April 9th, 2008 at 4:17 pm (1 month, 1 week ago) by Mimi Yin under Product Design

As promised, here is a specific scenario illustrating how Chandler can help to reduce and simplify the information in your life.

Use Case: Setting up and Following-thru on a Meeting.

Edit, Evolve, Send and Re-Send the same item of information as your task to schedule a meeting turns into an invitation turns into a scheduled meeting on your calendar turns into an agenda list turns into meeting notes.

A simple meeting can often generate a dozen or more separate bits of information for everyone involved; bits of information that each person then needs to manage independently.

  • You create a task item to schedule a meeting;
  • Send out a separate email message to invite others to the meeting;
  • Follow-up with a whole thread to work out the meeting agenda;
  • And add the meeting to your calendar.
  • As the meeting shifts around and the agenda changes (all information that arrives via more email messages), you update the event on your calendar.
  • During the meeting, you write up notes and send them out in yet another email; which in turn
  • Prompts responses as others amend your meeting notes in follow-up emails

When you go back to look for the definitive record of what was discussed and decided at that meeting, where do you start?

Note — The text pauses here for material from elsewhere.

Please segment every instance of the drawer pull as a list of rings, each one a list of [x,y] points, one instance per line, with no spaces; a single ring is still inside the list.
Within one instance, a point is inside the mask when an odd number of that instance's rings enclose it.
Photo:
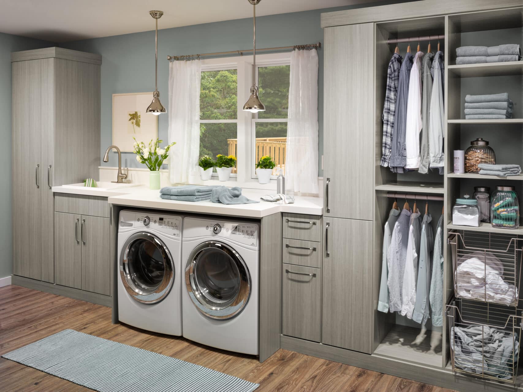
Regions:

There are so many bits to collate and reconcile into a “single source of truth”.

By contrast, in Chandler you have 1 item that you edit and amend over time with changes and new information.

Your task to schedule a meeting can be sent out as an invitation email and then put on your calendar once everyone has agreed to a suitable time. In parallel, you can pull together a meeting agenda on that same meeting event item. During the meeting, you can take meetings notes, again in the same meeting event item. All the while, you can send and resend the same task/event item to notify people who aren’t sharing through Chandler.

1. Collecting Agenda Items for a Meeting in a “Task List” View
Meeting Event in a “Task List” View

2. Reviewing Meeting Notes from the Calendar
Meeting Notes on the Calendar

3. Sending an Update to the Event with Notes from the Meeting
Send Update of Event with Notes from the Meeting

More importantly, all of this use and re-use is plausible because you can access the same information item from different contexts (the calendar and the list view, multiple collections) and there is built-in support for “losing” and “finding” information. Otherwise, recycling and evolving notes and events would quickly turn into an onerous workflow you would not bother with.

In Chandler:

  • Meetings on your calendar can be managed like tasks in a list view; and vice versa,
  • Tasks can be tracked from the list view *and* put on the calendar to mark important deadlines and milestone dates;
  • The LATER “Triage Status” allows you to “disappear” stuff you can’t deal with right now without losing it forever;
  • Tickler alarms and event dates automatically re-focus your attention on things you need to follow-up on

This Recycling Workflow works for maintaining lists (shopping lists, lists of questions, thank you notes, etc) and working on drafts as well. Really, it applies to anything that evolves and changes over time.